W opinii autorów wykorzystywanie rodzimych złóż węgla brunatnego zwiększa nasze bezpieczeństwo energetyczne. Obecnie z węgla brunatnego wytwarza się ok. 33 proc. energii elektrycznej. W sektorze pracuje ok. 23 tys. osób, w branżach z nim związanych – ok. 100 tys. Autorzy programu wskazują, że jest to dzisiaj najbardziej efektywne kosztowo paliwo.
W Polsce funkcjonuje obecnie pięć kompleksów górniczo-energetycznych węgla brunatnego Bełchatów i Turów należących do GIEK PGE i Pątnów – Adamów – Konin do ZE PAK. Są one zlokalizowane w centralnej i zachodniej Polsce, co korzystnie wpływa na równomierne obciążenia sieci energetycznych.
Jednak zasoby w działających odkrywkach się kończą – w Adamowie już w tym roku, w odkrywce bełchatowskiej w 2040 r., w Turowie w 2044 r. Według autorów dokumentu, koniec Turowa oznaczałby zakończenie działalności branży.
Do 2030 r. produkcja energii elektrycznej z węgla brunatnego będzie stabilna, o ile nie powstaną nowe odkrywki, po tym czasie gwałtownie się załamie, ze względu na powstałą lukę węglową.
W dokumencie zarekomendowano uruchomienie – w perspektywie do 2030 r. – złóż w Gubinie, Złoczewie i Ościsłowie a w perspektywie 2050 r. w Dębach Szlacheckich, Legnicy i Oczkowicach.
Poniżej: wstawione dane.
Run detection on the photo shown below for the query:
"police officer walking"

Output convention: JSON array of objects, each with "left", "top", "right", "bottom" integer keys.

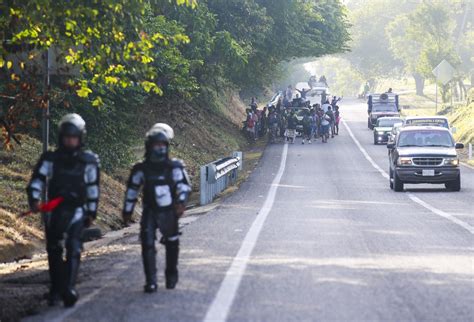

Autorzy programu założyli trzy scenariusze dla górnictwa węgla brunatnego; nierozwojowy – czyli taki, że po wydobyciu pozostałego jeszcze 1 mld ton kończymy eksploatację, scenariusz bazowy – czyli, że decydujemy się na eksploatację złóż Gubin, Złoczew i Ościsłowo. W przypadku uruchomienia tych trzech odkrywek można by było produkować 40 – 45 TWh rocznie. Scenariusz rozwojowy – czyli wejście odkrywek Dęby Szlacheckie, Legnicy i Oczkowicach – spowodowałby, że z węgla brunatnego moglibyśmy uzyskać nawet 80 TWh na rok.